谭姑婆靠在门前的一张躺椅上遥望着远处的山峦,枯瘦的身子被和煦的阳光包裹着。她真的老了,看东西看不清,只觉得满世界都是雾,很多东西都只剩下轮廓了。隔了不远的一张旧椅子被拖拽出刺耳的声音,是大叔公来串门了,坐下后就开始吧嗒着烟斗。这屋子在高处,越过前边几座矮房子,能望见山坳里的梯田。朦胧的视线中,谭新远牵着裴香茗在田埂上走着,曲曲折折,来来回回,两人却乐在其中。谭姑婆这一生最大的缺憾是新婚便死了丈夫,也没找到另一个想去托付终生的人,将毕生精力都耗在了谭家坊,耗在了谭家那么多子子孙孙身上。她回头想想,自己也算积了德,下辈子该有福报,不至于孤寡一生了。大叔公衔着烟斗,有意无意地说:“听说打仗都打到武汉了,就快过长江了。外面乱,里面也乱,这世道全乱了。”谭姑婆看了他一眼,笑道:“都是要作古的人了,没心思去操心那些。”大叔公又嘬了会烟斗,问:“你真的不管了?由他乱来?就不怕后患无穷?”谭姑婆叹道:“怕呀,可是怕有什么用?等我们一死,他还不是照样乱来。左右都是一样的结果,我不想再为他的事伤神了,免得等我死了,他还不念我的好。”“你啊你啊……”大叔公也染上了那种叫怕死的病魔,戚戚然地不知要说什么好了。两人无言地望着远处那两个年轻的身影,谁都年轻过,谁也有苍老的一天,所以谁也不必羡慕谁。
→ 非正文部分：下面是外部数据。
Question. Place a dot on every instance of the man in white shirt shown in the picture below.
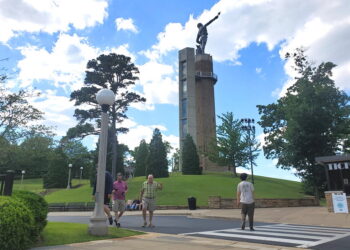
(245, 196)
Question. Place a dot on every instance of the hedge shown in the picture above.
(16, 224)
(37, 205)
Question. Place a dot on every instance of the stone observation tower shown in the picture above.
(196, 97)
(196, 102)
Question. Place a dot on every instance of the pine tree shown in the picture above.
(141, 154)
(157, 163)
(190, 158)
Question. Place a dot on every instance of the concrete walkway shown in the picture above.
(317, 216)
(168, 242)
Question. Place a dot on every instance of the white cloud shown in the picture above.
(126, 24)
(18, 16)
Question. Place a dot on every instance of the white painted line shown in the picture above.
(301, 236)
(240, 236)
(296, 231)
(312, 227)
(312, 244)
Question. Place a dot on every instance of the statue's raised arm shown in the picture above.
(202, 35)
(212, 20)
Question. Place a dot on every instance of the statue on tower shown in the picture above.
(202, 35)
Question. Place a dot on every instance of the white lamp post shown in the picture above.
(81, 174)
(23, 172)
(70, 168)
(98, 226)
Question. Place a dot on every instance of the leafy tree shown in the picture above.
(17, 115)
(34, 155)
(117, 73)
(309, 121)
(141, 154)
(190, 158)
(157, 163)
(230, 147)
(57, 173)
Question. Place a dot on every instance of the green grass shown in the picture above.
(33, 185)
(60, 233)
(177, 188)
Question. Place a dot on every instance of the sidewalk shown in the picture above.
(317, 216)
(166, 241)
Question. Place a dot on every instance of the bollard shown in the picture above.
(10, 175)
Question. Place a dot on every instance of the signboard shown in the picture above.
(340, 204)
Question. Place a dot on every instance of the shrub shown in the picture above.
(38, 207)
(16, 224)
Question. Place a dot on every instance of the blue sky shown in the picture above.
(48, 43)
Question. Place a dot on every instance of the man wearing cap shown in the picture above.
(245, 196)
(148, 196)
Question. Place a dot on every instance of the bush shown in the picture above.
(16, 224)
(38, 207)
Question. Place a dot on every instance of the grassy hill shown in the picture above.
(177, 188)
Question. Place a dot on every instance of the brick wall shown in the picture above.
(218, 202)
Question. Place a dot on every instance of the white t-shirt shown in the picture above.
(246, 189)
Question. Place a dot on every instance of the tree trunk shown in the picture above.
(114, 143)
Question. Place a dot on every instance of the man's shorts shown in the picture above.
(118, 205)
(149, 204)
(106, 200)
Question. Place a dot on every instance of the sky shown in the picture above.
(47, 44)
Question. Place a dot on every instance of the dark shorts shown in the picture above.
(106, 200)
(248, 209)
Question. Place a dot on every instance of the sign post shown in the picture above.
(340, 204)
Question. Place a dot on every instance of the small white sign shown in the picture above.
(340, 204)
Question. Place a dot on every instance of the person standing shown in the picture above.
(245, 196)
(148, 197)
(120, 188)
(107, 195)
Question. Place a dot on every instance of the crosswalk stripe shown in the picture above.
(312, 227)
(298, 231)
(252, 237)
(275, 234)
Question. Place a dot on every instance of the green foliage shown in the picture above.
(230, 147)
(38, 206)
(16, 224)
(157, 163)
(190, 158)
(309, 121)
(59, 233)
(141, 154)
(57, 173)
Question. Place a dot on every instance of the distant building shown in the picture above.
(197, 103)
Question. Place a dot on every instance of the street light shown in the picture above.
(98, 226)
(81, 174)
(23, 172)
(69, 172)
(249, 127)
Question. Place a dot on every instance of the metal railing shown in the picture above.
(210, 75)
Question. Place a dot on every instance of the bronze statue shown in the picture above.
(202, 35)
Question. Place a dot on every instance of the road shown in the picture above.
(302, 236)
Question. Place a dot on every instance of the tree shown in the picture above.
(309, 121)
(117, 73)
(57, 173)
(230, 147)
(157, 163)
(17, 115)
(141, 154)
(190, 158)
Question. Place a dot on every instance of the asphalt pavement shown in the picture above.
(289, 235)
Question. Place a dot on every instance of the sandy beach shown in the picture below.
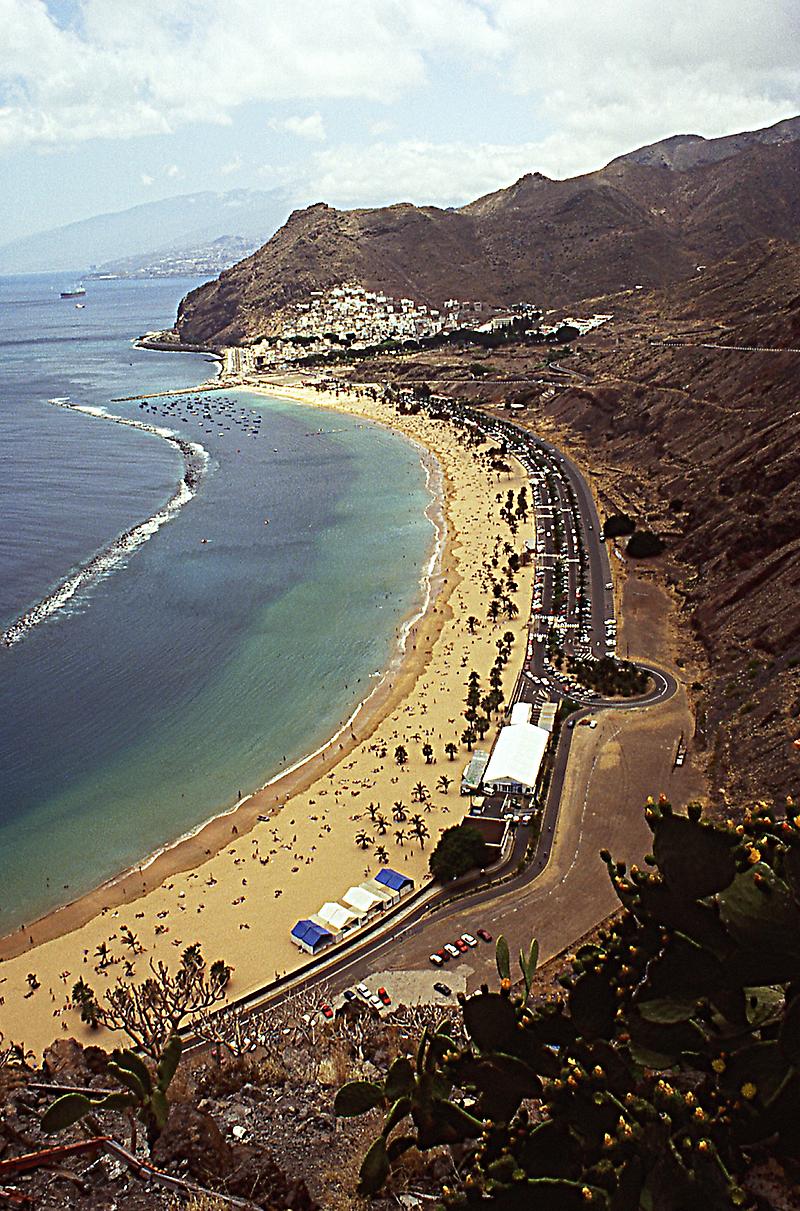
(240, 883)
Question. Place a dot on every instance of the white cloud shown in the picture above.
(121, 69)
(596, 78)
(310, 127)
(414, 171)
(230, 166)
(613, 75)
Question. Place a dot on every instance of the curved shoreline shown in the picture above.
(194, 847)
(195, 459)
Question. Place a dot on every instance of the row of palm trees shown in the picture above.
(418, 831)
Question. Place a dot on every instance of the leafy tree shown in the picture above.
(617, 524)
(644, 544)
(150, 1013)
(459, 849)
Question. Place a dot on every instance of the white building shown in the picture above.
(516, 759)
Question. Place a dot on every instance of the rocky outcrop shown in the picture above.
(633, 223)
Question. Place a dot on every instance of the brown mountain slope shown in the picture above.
(541, 240)
(701, 445)
(681, 151)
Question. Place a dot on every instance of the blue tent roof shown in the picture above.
(392, 879)
(310, 933)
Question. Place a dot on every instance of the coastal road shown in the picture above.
(590, 767)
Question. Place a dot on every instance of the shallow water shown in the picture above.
(194, 670)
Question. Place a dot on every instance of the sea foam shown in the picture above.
(195, 458)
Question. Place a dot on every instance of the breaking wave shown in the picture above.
(195, 458)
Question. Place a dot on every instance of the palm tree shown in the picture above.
(130, 939)
(420, 831)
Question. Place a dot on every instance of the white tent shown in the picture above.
(516, 758)
(377, 889)
(362, 901)
(337, 916)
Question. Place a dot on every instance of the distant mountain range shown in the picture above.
(648, 218)
(153, 233)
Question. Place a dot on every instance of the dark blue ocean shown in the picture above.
(218, 650)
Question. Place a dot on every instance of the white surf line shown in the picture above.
(195, 460)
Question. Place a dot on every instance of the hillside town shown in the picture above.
(351, 317)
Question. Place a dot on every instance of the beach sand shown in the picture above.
(239, 885)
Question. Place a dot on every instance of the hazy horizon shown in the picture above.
(104, 108)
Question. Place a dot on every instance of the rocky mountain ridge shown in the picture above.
(628, 224)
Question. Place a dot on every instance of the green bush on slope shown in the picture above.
(669, 1061)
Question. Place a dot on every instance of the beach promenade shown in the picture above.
(240, 883)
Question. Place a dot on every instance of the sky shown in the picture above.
(109, 103)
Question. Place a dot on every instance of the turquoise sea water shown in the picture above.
(189, 671)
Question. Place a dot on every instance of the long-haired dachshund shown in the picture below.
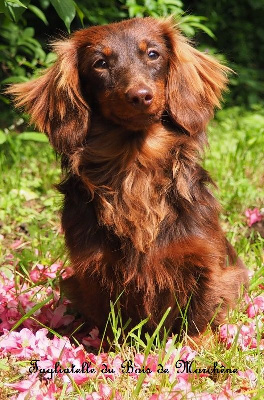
(127, 105)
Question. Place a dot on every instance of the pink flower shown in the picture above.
(248, 375)
(93, 339)
(187, 354)
(256, 306)
(227, 334)
(253, 216)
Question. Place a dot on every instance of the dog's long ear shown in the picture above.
(195, 82)
(54, 100)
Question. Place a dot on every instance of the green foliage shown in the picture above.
(238, 26)
(163, 8)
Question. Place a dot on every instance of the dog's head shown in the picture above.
(130, 73)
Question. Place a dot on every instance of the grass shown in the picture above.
(30, 232)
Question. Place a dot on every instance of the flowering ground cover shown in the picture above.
(45, 350)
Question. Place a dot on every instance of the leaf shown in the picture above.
(65, 10)
(35, 136)
(40, 14)
(13, 9)
(2, 137)
(15, 3)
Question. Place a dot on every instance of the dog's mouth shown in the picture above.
(138, 121)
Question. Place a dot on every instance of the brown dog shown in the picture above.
(126, 105)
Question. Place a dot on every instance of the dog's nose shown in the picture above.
(140, 97)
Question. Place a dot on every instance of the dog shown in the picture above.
(126, 105)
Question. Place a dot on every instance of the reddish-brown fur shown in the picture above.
(138, 215)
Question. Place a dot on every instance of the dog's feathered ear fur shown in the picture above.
(54, 100)
(195, 82)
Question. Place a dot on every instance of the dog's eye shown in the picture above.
(153, 54)
(100, 64)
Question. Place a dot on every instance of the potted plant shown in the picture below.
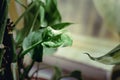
(43, 30)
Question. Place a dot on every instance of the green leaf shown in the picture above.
(54, 42)
(111, 58)
(52, 15)
(57, 73)
(37, 53)
(60, 25)
(76, 74)
(29, 42)
(49, 51)
(67, 41)
(55, 38)
(33, 19)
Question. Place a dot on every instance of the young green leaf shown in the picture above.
(52, 15)
(111, 58)
(60, 25)
(55, 38)
(32, 20)
(32, 45)
(57, 73)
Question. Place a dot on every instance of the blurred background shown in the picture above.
(90, 34)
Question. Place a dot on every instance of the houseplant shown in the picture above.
(42, 30)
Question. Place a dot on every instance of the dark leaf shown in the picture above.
(111, 58)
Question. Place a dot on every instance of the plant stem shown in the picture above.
(14, 69)
(23, 14)
(26, 71)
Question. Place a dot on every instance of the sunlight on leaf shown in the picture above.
(111, 58)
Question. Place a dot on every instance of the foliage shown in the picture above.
(110, 12)
(42, 30)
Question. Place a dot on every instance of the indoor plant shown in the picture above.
(42, 30)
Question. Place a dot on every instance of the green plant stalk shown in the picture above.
(14, 64)
(26, 71)
(14, 69)
(28, 49)
(3, 20)
(34, 21)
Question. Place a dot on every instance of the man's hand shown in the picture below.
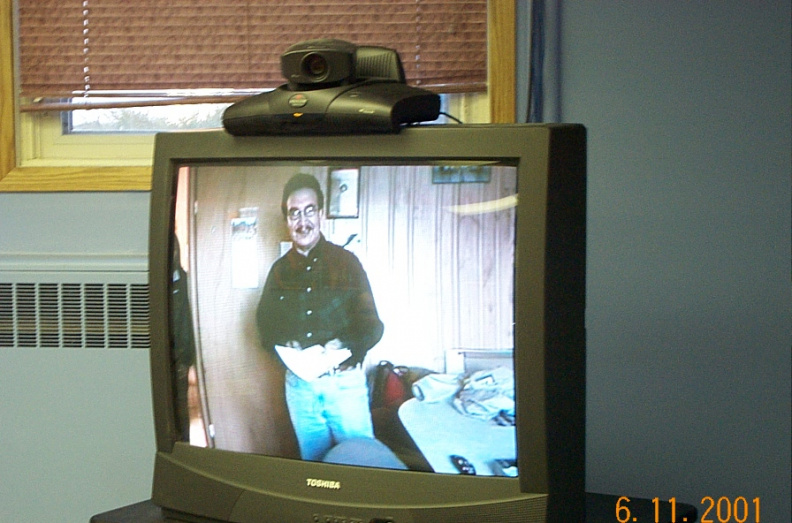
(334, 344)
临近中午,日头暖洋洋的。两人走累了,坐在一条溪边休息。裴香茗脚上穿着一双借来的布鞋,已经沾满了红泥。她想用溪水擦擦鞋底,被谭新远阻止。谭新远一手捉住她的脚腕,捡了块扁扁的鹅卵石一点点刮掉那些泥巴。裴香茗身子后仰,双手撑在草地里有微微的刺痛感,看谭新远那么认真的样子极为难得,便一直盯着看。谭新远似乎察觉到了,侧头睨她一眼:“看什么呢?”裴香茗莞尔一笑:“从没这样看过你,在太阳底下。”谭新远便念起了那句诗:“我要站在太阳底下喝你泡的茶,直至茶杯成为我的坟墓,而你是我的墓志铭。”念完,他亲吻她的脸颊、鼻尖、额头,然后紧紧地拥住她。